Usually, you point to an item from a repository using a URL. However, sometimes this might not be enough because the URL alone might point to a different item than the one you want and a peg revision is needed.

A Subversion repository tracks any change made to its items by using revisions, which contain information such as the name of the author who made the changes, the date when they were made, and a number that uniquely identifies each of them. Over time, an item from a specific location in a repository evolves as a result of committing changes to it. When an item is deleted, its entire life cycle (all changes made to it from the moment it was created) remains recorded in the history of the repository. If a new item is created, with the same name and in the same location of the repository as a previously existing one, then both items are identified by the same URL even though they are located in different time frames. This is when a peg revision comes in handy. A peg revision is nothing more than a normal revision, but the difference between them is made by their usage. Many of the Subversion commands also accept a peg revision as a way to precisely identify an item in time, beside an operative revision (the revision regarding the used command).

Example:

To illustrate an example, consider the following:
  • A new repository file config was created, identified by the URL http://host.com/myRepository/dir/config.
  • The file has been created at revision 10.
  • Over time, the file was modified by committing revisions 12, 15, 17.
To access a specific version of the file identified by the http://host.com/myRepository/dir/config URL, you need to use a corresponding revision (the operative revision):
  • If a revision number is used that is lower than 10, an error is triggered, because the file has not been created yet.
  • If a revision number is used that is between 10 and 19, the specific version you are interested in would be obtained.
    Note: Although the file was modified in revisions 12, 15, 17, it existed in all revisions between 10 and 19. Starting with a revision where the file is modified, it has the same content across all revisions generated in the repository until another revision where it is modified again.

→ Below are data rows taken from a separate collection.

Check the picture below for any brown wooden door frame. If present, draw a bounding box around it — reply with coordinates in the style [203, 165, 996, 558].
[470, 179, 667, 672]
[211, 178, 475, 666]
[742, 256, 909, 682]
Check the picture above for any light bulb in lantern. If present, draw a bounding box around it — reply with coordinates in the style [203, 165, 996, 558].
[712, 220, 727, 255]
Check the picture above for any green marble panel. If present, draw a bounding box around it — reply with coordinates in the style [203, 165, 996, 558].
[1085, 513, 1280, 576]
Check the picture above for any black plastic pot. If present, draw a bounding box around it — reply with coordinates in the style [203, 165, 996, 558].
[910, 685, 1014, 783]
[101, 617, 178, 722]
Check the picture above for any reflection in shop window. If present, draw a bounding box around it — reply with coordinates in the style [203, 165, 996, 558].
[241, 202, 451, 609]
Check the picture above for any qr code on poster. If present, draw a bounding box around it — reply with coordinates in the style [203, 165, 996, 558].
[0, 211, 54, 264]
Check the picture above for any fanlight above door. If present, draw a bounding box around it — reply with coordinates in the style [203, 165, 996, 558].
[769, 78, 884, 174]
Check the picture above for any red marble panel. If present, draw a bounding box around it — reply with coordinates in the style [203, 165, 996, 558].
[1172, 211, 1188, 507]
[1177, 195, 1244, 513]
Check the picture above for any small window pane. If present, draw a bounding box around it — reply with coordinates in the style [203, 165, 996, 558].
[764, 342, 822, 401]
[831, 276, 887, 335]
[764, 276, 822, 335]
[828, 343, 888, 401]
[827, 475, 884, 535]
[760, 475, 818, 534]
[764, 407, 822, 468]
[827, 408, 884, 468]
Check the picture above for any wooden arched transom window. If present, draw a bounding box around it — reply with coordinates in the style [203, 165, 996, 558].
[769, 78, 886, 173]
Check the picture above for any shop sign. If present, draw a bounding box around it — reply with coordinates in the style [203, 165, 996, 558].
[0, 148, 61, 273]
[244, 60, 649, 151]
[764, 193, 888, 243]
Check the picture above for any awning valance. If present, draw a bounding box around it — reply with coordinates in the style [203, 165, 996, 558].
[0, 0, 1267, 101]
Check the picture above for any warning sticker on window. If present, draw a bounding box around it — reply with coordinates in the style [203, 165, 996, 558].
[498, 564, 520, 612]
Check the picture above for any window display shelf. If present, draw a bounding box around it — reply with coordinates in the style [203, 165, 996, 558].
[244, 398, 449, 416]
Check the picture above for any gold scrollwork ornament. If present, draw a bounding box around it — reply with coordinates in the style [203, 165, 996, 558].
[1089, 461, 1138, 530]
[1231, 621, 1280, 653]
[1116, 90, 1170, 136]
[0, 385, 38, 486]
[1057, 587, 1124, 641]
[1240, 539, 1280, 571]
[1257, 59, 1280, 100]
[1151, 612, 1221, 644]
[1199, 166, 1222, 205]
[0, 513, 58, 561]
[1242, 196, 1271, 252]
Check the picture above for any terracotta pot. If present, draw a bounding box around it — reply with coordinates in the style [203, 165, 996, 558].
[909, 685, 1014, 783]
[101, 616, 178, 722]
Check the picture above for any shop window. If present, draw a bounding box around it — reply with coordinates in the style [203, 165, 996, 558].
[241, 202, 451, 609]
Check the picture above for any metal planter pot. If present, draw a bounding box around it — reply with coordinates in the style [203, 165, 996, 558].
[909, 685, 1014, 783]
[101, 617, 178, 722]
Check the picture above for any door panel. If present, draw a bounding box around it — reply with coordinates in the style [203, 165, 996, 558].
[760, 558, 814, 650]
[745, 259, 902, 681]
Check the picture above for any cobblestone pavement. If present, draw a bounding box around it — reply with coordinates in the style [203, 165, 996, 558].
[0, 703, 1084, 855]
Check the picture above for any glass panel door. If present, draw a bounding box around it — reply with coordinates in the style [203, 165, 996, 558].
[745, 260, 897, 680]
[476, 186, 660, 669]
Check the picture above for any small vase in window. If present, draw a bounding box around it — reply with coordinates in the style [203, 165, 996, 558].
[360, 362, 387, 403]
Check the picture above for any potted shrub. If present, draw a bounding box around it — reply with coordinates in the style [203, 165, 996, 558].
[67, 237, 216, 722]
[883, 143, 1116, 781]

At this point, the file is deleted, creating revision 20. Now, no version of the file can be accessed because it no longer exists in the latest repository revision. This is due to the fact that Subversion automatically uses the HEAD revision as a peg revision (it assumes any item currently exists in the repository if not instructed otherwise). However, using any of the revision numbers from the 10-19 interval (when the file existed) as a peg revision (beside the operative revision), will help Subversion to properly identify the time frame when the file existed, and access the file version corresponding to the operative revision. If you use a revision number greater than 19, this will also trigger an error.

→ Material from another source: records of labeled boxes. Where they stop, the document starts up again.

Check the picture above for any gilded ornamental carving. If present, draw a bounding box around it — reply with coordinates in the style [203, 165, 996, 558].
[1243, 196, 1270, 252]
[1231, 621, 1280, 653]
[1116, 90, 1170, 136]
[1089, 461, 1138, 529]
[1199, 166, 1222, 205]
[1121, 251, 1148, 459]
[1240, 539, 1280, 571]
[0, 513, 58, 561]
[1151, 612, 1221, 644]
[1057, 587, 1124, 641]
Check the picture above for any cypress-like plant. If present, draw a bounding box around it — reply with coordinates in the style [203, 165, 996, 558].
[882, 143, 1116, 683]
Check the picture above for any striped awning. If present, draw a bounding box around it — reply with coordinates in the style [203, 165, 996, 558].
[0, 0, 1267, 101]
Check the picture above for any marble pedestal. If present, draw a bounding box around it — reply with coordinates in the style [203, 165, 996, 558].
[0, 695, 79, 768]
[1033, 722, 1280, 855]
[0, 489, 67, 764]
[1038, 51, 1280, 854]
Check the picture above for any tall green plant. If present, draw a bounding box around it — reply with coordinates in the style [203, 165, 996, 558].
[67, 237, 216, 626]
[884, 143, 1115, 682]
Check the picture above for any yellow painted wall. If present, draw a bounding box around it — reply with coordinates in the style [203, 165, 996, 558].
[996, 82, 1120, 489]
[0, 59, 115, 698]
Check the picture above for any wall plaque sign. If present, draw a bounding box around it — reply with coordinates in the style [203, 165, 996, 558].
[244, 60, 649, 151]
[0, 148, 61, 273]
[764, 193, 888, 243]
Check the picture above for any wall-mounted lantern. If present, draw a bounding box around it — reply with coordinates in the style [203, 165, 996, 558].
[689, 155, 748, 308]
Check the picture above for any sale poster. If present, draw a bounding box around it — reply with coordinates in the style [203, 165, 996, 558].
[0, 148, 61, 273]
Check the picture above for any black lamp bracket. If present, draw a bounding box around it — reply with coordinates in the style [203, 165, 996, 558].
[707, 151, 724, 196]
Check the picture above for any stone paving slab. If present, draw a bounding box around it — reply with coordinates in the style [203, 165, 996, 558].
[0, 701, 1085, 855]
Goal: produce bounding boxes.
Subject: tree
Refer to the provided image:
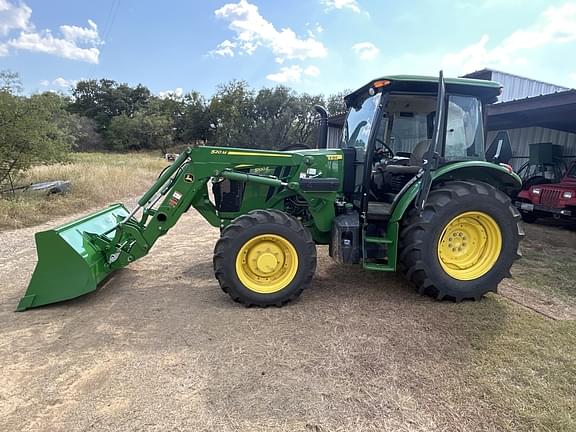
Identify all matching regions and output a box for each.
[0,90,75,192]
[174,91,213,144]
[69,79,151,132]
[107,111,174,153]
[209,81,255,147]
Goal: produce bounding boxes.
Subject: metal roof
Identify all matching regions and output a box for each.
[464,68,569,102]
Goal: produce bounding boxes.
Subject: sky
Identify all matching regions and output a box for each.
[0,0,576,96]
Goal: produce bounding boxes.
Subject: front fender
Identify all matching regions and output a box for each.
[390,161,522,223]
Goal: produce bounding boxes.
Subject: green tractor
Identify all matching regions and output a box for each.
[17,73,523,311]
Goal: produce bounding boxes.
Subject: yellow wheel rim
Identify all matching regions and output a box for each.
[438,211,502,280]
[236,234,298,294]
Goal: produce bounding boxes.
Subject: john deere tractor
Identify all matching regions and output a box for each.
[18,73,523,310]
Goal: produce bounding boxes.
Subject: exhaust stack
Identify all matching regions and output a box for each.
[314,105,328,149]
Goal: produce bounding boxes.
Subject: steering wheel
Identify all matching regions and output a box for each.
[374,138,394,160]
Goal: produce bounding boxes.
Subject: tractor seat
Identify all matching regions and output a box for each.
[384,139,432,175]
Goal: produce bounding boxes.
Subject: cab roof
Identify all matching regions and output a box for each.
[344,75,502,106]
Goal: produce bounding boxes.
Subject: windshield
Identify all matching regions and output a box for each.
[444,96,484,160]
[342,93,381,150]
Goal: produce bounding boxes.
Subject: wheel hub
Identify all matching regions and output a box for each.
[236,234,298,294]
[438,211,502,280]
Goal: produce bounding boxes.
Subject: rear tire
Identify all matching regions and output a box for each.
[214,210,316,307]
[399,181,524,302]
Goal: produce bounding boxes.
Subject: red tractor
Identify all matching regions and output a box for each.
[516,161,576,223]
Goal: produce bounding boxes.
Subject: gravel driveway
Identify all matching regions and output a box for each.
[0,207,548,432]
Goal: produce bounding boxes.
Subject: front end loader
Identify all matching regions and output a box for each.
[17,74,523,311]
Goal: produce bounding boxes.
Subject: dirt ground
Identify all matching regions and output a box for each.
[0,208,576,432]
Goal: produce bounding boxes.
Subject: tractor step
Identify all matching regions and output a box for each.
[363,262,396,272]
[364,236,392,244]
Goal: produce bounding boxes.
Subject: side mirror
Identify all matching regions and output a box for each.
[486,131,513,164]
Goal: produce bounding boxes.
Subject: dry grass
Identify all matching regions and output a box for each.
[0,153,166,230]
[513,221,576,306]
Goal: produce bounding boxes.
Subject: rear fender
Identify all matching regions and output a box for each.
[390,161,522,223]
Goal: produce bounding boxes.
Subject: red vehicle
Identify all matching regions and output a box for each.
[516,161,576,222]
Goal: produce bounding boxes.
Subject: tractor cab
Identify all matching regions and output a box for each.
[341,76,500,220]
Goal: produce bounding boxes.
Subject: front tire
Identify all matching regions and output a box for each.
[399,181,524,301]
[214,210,316,307]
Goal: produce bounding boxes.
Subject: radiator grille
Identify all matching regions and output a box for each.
[540,188,562,208]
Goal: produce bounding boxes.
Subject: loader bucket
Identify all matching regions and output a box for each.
[16,204,128,311]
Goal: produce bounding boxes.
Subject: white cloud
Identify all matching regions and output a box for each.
[352,42,380,60]
[0,0,102,63]
[40,77,78,91]
[304,65,320,76]
[322,0,360,13]
[210,39,237,57]
[0,0,33,36]
[442,3,576,74]
[213,0,328,63]
[8,26,100,64]
[266,65,320,83]
[60,20,100,45]
[158,87,184,99]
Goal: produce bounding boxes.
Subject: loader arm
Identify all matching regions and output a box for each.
[17,147,343,311]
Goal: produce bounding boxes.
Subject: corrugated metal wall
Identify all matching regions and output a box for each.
[491,71,568,102]
[486,127,576,170]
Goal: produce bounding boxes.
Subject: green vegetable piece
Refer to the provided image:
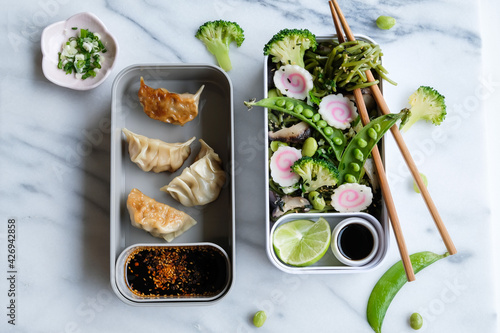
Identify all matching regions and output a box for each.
[410,312,424,330]
[400,86,446,132]
[339,111,406,184]
[195,20,245,72]
[302,136,318,157]
[368,128,378,140]
[253,311,267,327]
[264,29,318,68]
[366,251,449,333]
[307,191,326,210]
[244,97,347,161]
[291,156,338,193]
[358,138,368,148]
[413,172,429,193]
[352,148,365,162]
[271,141,288,152]
[344,174,358,183]
[376,15,396,30]
[349,162,360,172]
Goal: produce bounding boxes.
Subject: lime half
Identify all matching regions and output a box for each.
[273,218,332,266]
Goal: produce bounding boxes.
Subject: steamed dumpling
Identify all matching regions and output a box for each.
[122,128,195,173]
[138,77,205,126]
[161,139,226,206]
[127,188,196,242]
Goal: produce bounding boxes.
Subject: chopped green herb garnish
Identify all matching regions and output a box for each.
[57,27,107,80]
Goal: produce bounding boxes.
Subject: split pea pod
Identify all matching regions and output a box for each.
[245,97,347,161]
[338,111,407,184]
[366,251,449,333]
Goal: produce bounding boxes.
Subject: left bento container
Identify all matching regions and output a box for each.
[110,64,236,306]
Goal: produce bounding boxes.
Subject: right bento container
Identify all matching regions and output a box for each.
[263,35,389,274]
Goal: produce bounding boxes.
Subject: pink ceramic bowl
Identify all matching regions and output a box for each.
[41,13,118,90]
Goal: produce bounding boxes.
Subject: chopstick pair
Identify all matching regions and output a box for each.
[329,0,457,281]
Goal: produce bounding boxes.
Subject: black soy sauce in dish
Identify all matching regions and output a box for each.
[337,223,374,260]
[125,246,228,298]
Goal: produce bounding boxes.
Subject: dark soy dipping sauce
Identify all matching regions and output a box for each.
[125,246,228,297]
[337,223,374,260]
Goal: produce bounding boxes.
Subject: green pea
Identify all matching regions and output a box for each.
[275,99,286,107]
[366,251,449,333]
[349,162,360,172]
[271,141,288,151]
[302,109,314,118]
[376,15,396,30]
[316,119,328,128]
[307,191,326,210]
[413,172,429,193]
[410,312,424,330]
[357,138,368,148]
[302,136,318,157]
[353,149,365,162]
[253,311,267,327]
[344,174,357,183]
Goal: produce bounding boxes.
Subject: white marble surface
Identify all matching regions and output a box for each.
[0,0,500,333]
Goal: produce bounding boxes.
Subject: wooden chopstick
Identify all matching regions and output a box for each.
[329,1,415,281]
[330,0,457,255]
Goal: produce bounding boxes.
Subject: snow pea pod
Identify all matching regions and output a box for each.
[244,97,347,161]
[338,111,406,184]
[366,251,449,333]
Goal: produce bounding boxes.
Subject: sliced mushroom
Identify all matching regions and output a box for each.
[269,121,311,142]
[273,195,311,218]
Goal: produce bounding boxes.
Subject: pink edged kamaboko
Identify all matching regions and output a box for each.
[318,94,358,130]
[274,65,314,100]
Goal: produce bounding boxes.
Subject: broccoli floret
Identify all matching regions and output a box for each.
[264,29,318,67]
[292,156,339,193]
[400,86,446,132]
[195,20,245,72]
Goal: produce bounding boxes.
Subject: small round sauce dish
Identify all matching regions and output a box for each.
[331,217,382,267]
[116,243,231,303]
[41,12,118,90]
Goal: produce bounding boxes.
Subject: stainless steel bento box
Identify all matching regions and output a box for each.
[263,35,390,274]
[110,64,235,306]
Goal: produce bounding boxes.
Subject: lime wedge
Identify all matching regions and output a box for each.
[273,217,332,266]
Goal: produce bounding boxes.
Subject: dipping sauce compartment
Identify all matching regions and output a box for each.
[116,243,231,302]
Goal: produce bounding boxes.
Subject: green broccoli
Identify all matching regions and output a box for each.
[400,86,446,132]
[264,29,318,68]
[195,20,245,72]
[292,156,339,193]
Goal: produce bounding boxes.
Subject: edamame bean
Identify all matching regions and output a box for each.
[366,251,449,333]
[376,15,396,30]
[307,191,326,210]
[253,311,267,327]
[271,141,288,152]
[339,110,408,184]
[302,136,318,157]
[410,312,424,330]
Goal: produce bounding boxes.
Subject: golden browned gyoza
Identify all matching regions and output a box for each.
[127,188,196,242]
[138,77,205,126]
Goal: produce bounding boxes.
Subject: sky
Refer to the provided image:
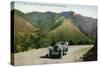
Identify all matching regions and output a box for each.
[11,1,98,18]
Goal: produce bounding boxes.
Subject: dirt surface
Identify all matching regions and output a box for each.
[14,45,93,66]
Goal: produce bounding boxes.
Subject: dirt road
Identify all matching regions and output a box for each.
[14,45,93,66]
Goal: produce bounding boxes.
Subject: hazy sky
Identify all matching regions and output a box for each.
[11,1,98,18]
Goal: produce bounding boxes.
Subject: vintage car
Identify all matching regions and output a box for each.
[48,42,68,58]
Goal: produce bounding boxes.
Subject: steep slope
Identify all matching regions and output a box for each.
[60,11,97,37]
[14,15,37,32]
[48,19,91,44]
[11,9,37,32]
[25,12,63,31]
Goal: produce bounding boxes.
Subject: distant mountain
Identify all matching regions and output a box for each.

Continuing the example, suppose that at revision 30, a directory called config is created in the same repository location as the deleted file. This means that the new directory will be identified by the same repository address: http://host.com/myRepository/dir/config. If you only use this URL in any Subversion command, you will access the new directory. You will also access the same directory if you use any revision number equal to or greater than 30 as peg revision. However, if you are interested in accessing an old version of the previously existing file, then you must use one of the revisions that existed (10-19), as a peg revision, similar to the previous case.